Energy efficiency could emerge as what some of us like to call the “prosperity fuel”: the IDB as the largest development lender in Latin America and the Caribbean is working closely with our clients in this direction.
The IDB lent US$9.3 billion in 2016 and in the energy sector, we’ve lent more than US$3.6 billion during the last 5 years (an average of over US$700 million per year).
Energy intensity is a proxy that is used for measuring EE. It shows how much energy is needed to generate each unit of economic output. In the following graph, you can see that a significant drop of ~25% occurred in the global energy intensity during the past 20 years. In LAC, we see relatively a smaller drop of about ~7%. That is the result of a variety of factors, but what I think what’s probably more important going forward is that we have seen an increased interest in Energy Efficiency.

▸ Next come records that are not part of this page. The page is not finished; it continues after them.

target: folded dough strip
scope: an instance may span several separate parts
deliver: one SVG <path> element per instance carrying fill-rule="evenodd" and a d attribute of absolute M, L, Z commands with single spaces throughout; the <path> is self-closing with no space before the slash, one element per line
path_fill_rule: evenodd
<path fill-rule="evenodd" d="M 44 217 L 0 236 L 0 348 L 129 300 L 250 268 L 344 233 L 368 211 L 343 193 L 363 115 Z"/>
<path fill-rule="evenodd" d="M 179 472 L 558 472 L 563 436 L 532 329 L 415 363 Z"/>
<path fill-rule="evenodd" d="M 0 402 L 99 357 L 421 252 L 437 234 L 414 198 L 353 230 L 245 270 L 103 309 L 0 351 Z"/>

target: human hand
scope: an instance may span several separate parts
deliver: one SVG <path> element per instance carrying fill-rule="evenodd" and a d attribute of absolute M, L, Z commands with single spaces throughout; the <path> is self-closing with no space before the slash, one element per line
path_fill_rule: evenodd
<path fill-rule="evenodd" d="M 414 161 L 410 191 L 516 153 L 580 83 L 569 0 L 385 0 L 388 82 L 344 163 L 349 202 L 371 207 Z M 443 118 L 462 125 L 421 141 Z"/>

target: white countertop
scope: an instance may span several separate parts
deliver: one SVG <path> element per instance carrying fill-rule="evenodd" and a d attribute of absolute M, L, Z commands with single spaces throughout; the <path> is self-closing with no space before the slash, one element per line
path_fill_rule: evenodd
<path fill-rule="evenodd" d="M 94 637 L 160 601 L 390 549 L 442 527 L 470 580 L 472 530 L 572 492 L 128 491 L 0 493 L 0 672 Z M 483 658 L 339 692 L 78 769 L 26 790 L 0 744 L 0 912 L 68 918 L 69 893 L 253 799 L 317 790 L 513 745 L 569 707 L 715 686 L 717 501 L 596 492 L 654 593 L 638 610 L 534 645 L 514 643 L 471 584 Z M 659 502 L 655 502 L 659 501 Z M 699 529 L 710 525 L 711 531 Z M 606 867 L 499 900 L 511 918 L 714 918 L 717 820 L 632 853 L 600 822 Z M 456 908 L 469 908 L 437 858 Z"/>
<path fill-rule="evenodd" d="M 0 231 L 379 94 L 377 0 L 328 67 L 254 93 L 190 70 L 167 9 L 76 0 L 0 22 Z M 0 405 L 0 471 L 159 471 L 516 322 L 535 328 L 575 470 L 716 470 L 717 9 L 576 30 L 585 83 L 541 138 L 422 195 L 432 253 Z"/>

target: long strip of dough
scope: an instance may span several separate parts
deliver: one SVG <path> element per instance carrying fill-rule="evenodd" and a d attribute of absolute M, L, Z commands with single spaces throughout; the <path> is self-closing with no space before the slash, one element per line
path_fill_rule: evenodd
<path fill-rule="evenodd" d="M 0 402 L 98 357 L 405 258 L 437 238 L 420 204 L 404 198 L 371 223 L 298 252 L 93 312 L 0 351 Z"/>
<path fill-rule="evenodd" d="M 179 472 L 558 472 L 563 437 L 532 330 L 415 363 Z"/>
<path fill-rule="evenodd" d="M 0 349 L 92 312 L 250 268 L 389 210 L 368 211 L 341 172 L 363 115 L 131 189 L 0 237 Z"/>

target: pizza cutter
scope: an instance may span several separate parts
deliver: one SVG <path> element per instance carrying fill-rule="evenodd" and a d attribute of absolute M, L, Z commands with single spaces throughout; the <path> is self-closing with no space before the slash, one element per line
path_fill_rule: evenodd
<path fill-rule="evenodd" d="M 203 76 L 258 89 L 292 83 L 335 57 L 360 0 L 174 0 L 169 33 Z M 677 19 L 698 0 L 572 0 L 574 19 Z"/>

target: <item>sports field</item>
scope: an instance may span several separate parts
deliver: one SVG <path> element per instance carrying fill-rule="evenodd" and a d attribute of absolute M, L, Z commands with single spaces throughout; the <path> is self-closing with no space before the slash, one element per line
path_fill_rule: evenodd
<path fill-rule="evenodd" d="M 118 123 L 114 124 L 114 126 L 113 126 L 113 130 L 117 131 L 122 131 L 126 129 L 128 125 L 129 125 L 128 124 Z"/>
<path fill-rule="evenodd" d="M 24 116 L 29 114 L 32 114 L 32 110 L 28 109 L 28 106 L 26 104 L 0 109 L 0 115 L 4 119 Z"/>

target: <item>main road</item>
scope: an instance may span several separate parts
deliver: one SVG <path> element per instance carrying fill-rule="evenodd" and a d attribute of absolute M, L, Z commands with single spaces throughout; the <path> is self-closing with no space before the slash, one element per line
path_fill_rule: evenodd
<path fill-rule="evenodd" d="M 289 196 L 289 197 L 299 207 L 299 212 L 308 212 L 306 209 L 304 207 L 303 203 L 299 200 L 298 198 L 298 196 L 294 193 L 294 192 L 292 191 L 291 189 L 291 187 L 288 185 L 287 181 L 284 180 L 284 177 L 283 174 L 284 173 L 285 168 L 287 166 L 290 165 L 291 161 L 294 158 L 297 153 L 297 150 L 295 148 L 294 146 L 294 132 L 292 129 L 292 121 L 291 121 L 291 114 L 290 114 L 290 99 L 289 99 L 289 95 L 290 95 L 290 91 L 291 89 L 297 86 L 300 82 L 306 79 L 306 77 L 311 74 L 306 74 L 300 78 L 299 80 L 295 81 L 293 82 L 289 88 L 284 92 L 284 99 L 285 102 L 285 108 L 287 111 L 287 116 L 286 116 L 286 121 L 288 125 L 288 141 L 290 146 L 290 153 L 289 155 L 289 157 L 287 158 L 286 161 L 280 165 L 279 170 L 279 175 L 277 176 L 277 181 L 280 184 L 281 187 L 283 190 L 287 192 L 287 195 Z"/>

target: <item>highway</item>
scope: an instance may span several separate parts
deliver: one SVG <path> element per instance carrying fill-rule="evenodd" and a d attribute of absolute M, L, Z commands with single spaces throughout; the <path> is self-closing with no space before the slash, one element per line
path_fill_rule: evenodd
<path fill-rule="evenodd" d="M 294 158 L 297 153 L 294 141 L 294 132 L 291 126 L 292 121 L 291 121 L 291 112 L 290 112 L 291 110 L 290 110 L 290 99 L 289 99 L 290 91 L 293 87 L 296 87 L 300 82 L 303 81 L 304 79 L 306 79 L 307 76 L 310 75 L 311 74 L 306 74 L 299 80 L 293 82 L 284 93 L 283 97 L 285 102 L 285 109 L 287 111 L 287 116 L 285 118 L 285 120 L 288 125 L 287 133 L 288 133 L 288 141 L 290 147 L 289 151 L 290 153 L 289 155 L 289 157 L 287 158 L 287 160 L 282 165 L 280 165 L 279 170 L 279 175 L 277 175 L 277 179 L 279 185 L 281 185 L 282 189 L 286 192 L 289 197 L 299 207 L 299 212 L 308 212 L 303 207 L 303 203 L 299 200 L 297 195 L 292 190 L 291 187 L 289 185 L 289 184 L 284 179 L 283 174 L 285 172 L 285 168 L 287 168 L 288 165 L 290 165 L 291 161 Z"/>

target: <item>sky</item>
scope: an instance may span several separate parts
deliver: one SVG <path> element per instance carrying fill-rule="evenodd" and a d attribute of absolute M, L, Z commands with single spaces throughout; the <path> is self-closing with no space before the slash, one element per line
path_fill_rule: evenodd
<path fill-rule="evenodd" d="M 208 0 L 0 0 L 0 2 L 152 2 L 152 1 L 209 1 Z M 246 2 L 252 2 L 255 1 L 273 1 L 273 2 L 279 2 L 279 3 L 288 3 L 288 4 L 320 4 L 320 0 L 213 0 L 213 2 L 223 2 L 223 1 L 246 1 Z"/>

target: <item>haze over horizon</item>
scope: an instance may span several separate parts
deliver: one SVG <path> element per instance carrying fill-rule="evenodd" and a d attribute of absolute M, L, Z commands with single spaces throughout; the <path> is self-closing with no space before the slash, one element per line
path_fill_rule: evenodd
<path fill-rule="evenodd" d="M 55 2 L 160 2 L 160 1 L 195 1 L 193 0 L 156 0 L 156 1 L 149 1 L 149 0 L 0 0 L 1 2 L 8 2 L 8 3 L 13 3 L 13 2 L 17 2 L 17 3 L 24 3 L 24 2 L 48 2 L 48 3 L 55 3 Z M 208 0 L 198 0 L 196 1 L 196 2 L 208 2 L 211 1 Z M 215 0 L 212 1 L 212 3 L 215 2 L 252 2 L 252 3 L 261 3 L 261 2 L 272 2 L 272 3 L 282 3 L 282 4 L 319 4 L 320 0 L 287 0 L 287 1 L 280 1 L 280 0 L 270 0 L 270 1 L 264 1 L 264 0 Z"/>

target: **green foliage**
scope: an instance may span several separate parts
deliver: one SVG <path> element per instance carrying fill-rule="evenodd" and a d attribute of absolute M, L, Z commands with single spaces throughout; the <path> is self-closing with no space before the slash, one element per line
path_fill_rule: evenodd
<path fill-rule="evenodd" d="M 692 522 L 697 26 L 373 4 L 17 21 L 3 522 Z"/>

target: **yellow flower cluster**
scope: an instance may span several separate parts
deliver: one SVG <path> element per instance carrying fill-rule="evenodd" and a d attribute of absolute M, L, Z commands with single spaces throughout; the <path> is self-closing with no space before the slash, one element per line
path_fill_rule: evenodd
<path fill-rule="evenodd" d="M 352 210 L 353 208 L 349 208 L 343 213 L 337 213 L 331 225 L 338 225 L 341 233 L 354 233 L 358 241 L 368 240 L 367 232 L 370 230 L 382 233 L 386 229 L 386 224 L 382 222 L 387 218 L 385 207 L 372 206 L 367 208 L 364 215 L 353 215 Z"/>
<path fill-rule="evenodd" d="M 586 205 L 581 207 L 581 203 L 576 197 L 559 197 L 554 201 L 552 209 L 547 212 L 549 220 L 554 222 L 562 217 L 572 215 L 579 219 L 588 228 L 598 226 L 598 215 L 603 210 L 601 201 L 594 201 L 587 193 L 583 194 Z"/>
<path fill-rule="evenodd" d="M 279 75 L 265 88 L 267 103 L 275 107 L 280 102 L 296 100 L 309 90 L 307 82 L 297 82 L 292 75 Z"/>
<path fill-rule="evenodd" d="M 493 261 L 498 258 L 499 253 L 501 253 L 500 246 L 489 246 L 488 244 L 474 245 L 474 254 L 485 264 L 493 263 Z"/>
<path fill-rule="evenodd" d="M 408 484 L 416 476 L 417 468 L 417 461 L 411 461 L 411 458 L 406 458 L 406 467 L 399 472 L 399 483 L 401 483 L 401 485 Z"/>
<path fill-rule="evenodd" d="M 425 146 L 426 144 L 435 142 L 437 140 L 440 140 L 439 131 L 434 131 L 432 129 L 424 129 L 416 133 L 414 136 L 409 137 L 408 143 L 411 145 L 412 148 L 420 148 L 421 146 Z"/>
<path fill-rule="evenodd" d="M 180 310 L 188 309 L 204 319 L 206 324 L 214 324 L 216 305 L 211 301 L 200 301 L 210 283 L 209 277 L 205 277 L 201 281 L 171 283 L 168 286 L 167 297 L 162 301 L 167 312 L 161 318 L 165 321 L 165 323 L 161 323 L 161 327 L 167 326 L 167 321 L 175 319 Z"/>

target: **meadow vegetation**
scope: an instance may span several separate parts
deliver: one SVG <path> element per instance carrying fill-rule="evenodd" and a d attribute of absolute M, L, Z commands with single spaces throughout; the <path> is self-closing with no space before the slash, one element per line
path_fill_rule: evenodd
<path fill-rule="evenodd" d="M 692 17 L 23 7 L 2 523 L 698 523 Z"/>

I am reasonably optimistic that LAC will be able to achieve the Sustainable Development Goal of doubling the rate of improvement in EE by 2030. Based on the growing interest of our member countries in EE, we anticipate that the IDB will increase its EE lending portfolio.
In 2040 electricity demand in LAC will increase by around 95% under a business as usual scenario. Capturing energy efficiency benefits will require a system-wide approach encompassing not only regulation but also significant investment. While EE in the LAC region has multiple benefits, there are also a number of important barriers. I want to describe how some of those barriers have a significant impact on energy development, specifically in the LAC region.
One key constraint is the absence of strong institutional support for EE. On the one hand, we’ve seen an increased interest within specialized institutions focusing on EE as a general proposition. Nevertheless, the level of interest is significantly higher on the renewables side.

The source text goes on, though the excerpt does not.